MPs have this week renewed their criticism of Royal Bank of Scotland after it emerged that nearly all of the senior staff currently employed in the bank’s turnaround unit for small businesses today also worked in the now disgraced Global Restructuring Group, which was condemned by the Financial Conduct Authority last week for “widespread inappropriate” mistreatment of small businesses.

The Treasury Select Committee, whose leader last week branded the Edinburgh-based lender’s conduct “disgraceful”, said information provided by RBS now shows 30 of the 32 current employees at senior manager grade or above within the bank’s new restructuring division previously worked in the GRG.

The still 72 per cent state-owned banks also revealed that that 136 of 182 – 75 per cent – of total current RBS Restructuring employees also previously worked in the GRG.



Nicky Morgan, chairman of the crossparty group of MPs, said the discovery suggested the turnaround division’s overhaul may have been a mere “rebranding exercise”.

She said: “Mr McEwan (RBS chief executive Ross Mcewan) has assured the committee that the culture at RBS Restructuring is fundamentally different from that of GRG.

“The discovery that almost all the senior management in the new unit previously worked at GRG raises concerns there has merely been a rebranding exercise.”

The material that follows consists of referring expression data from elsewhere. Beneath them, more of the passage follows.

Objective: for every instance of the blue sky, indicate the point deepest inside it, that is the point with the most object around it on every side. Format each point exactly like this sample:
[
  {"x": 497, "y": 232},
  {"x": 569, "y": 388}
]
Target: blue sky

Meanwhile, the committee noted that just £1 million has so far been paid out in direct loss claims to those businesses affected by RBS’s conduct.

At current levels, the total projected to be payout as a result of what one MP described in the House of Commons last month as “largest theft anywhere, ever”, will only be £5 million – far less than the £280 million set aside by the bank for GRG complaints.

Addressing this issue, Ms Morgan added: “To provide confidence that fair and reasonable compensation is being provided, decisions on consequential loss must be subject to independent oversight.

“RBS shouldn’t be marking its own homework.”